Fig. 2. Schematic of self-driving autonomic optical networking system. 

Service Provisioning Policy Design: We have performed studies on designing autonomic routing and spectrum assignment (RMSA) agents (called DeepRMSA) based on the proposed autonomic networking framework. Fig. 3 shows an example of RMSA operations in EON, where two lightpath requests R_1 (from node 1 to node 4) and R_2 (from node 2 to node 5) arrive sequentially, each demanding for bandwidth of 2 or 4 frequency slots (FS’s). For the sake of clarity, we reduce the optimization dimension of the RMSA problem by fixing the routing paths as 1-2-4 and 2-4-5, respectively, and omitting the modulation format assignment procedure. Based on the spectrum utilization state on each link, two FS-blocks (i.e., [1,5] and [9,10]) are available on path 1-2-4. However, the only correct policy is allocating FS-block [9,10] to R_1 (where both of the requests are successfully serviced), since otherwise, R_2 will be blocked due to the lack of spare spectra on link 2-4. Note that, more practical RMSA problems involving realistic-scale topologies and larger link capacities while allowing flexible routing and modulation format choices would be much more complicated than that given by the above example. 

Fig. 3. An example of RMSA operations in EON. 

In our design, we make the DeepRMSA agents read information of lightpath requests (source, destination nodes, bandwidth requirements, service duration) and the spectrum utilization state on K shortest candidate routing paths. For each path, we compute the number of FS’s required based on an impairment-aware model, the total number of available FS’s, the average size of available FS blocks (consecutive available FS’s), and the size and starting position of the first available FS block. We adopt a fully-connected DNN consisting of five hidden layers of 128 neurons and a single-layer policy and value heads. An agent receives a reward of 1 or -1 if a lightpath request is successfully serviced or is rejected. For more details of the training process, please refer to our work in [2]. Fig. 4 plots the results of request blocking probability, where SP-FF and KSP-FF are baselines algorithms found as the state of the art. It can be seen that DeepRMSA successfully beats both of the baselines after training of around 30,000 epochs and eventually can achieve a blocking reduction of 45.9% compared with KSF-FF. The average spectrum utilization ratios from DeepRMSA (after training of 200,000 epochs), KSP-FF and SP-FF are 32.6%, 30.4%, and 27.2%, respectively.
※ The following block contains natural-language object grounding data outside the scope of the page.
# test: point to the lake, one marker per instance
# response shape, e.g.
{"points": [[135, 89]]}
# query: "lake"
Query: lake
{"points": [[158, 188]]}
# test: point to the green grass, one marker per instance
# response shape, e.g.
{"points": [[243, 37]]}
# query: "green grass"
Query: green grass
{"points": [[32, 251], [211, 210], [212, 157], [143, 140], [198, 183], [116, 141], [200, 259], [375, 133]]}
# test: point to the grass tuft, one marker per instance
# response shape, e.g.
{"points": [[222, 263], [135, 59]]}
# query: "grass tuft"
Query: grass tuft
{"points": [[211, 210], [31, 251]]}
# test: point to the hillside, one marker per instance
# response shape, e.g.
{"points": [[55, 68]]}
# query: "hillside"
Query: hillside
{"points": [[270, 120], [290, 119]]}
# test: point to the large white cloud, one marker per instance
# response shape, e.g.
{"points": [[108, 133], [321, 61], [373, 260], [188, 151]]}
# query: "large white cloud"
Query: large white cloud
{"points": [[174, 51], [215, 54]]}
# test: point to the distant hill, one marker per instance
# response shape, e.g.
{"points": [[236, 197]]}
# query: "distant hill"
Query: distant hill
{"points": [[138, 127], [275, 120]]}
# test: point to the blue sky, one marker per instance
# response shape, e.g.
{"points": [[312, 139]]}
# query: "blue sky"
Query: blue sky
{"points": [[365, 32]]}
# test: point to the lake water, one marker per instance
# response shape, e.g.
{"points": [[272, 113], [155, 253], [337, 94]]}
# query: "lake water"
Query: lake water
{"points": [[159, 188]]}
Since DeepRMSA enables to accommodate more requests, it utilizes the largest amount of spectrum resources. 

Fig. 4. Results of request blocking probability during the learning process. 

System design and implementation: This resarch also aims at designing and implementing a self-driving autonomic prototype system for verifying the proposed designs, as shown in Fig. 5 for a two-domain seven-node SD-EON network testbed. The first domain has a star-ring architecture that consists of four nodes, while the second domain has a three-node ring architecture. Each node is connected to other nodes by spools of single-mode fiber (SMF) or dispersion shifted fiber (DSF) of different lengths (15, 20, and 25 km). A 10 GBd 16-QAM coherent transmitter generates the testing signal used for data training and prediction. This signal is multiplexed with 20 50 GHz spacing 10 Gb/s dense wavelength division multiplexing (DWDM) on-off keying (OOK) signals, serving as the background traffic. The signal at the output of the multiplexer is injected into the testbed. The optical spectrum analyzer (OSA)-based OPMs are placed at the inputs of each node to monitor the optical power and the spectrum occupancy of background traffics. 

The collection of training and evaluation datasets was achieved by enumerating each of the possible routing paths. We applied random routing for the background traffic and random attenuations (0 dB–7 dB for each WSS) for all the signals to purposely introduce perturbations to the network and allowing to sample the entire input space of the unknown target function that correlates the QoT and OPM readings. The launch power of each fiber span varies from −7 dBm to 12 dBm depending on the random applied attenuation and routing at each WSS node. At each run, we measured the actual Q-factor of the testing signal at Node G and record this value as the label of the current dataset. We implemented the domain manager-level ANNs and broker-level ANNs of 25 hidden units. For benchmarking purpose, we also implemented an omniscient ANN that can access all the OPM data of the two domains. Fig. 6 shows the training and Q-factor prediction performance of the omniscient and hierarchical estimators for one of the routing path. Both ANNs converge properly without overfitting. The Q-factor deviations for the omniscient and hierarchical estimators are 0.5 and 0.52 dB, respectively. From Figs. 6(a) and (b), the hierarchical estimator seems to have a slower convergence speed and slightly higher out-of-sample error against the omniscient ANN. These results indicate that the proposed hierarchical estimator can achieve nearly ideal QoT prediction performance (with a small penalty) while supporting the autonomy and privacy of each autonomous domain. 

Fig. 5. Our field test experimental testbed. DSP: digital signal processing; DAC: digital-to-analog converter; IQM: I/Q modulator; OF-Agents: openflow agent; WSS: wavelength selective switch; Co-Rx: Coherent receiver; SFP: small-form factor pluggable. 

Fig. 6. Inter-domain learning performance: (a) MSE vs. training iterations for omniscient estimator; (b) QoT prediction accuracy for omniscient estimator; (c) MSE vs. training iterations for hierarchical estimator; (d) QoT estimation accuracy for hierarchical estimator. 



[2] “DeepRMSA: A Deep Reinforcement Learning Framework for Routing, Modulation and Spectrum Assignment in Elastic Optical Networks”, X. Chen et al., IEEE JLT, 2019

[3] “Hierarchical learning for cognitive end-to-end service provisioning in multi-domain autonomous optical networks”, G. Liu et al., IEEE JLT, 2019.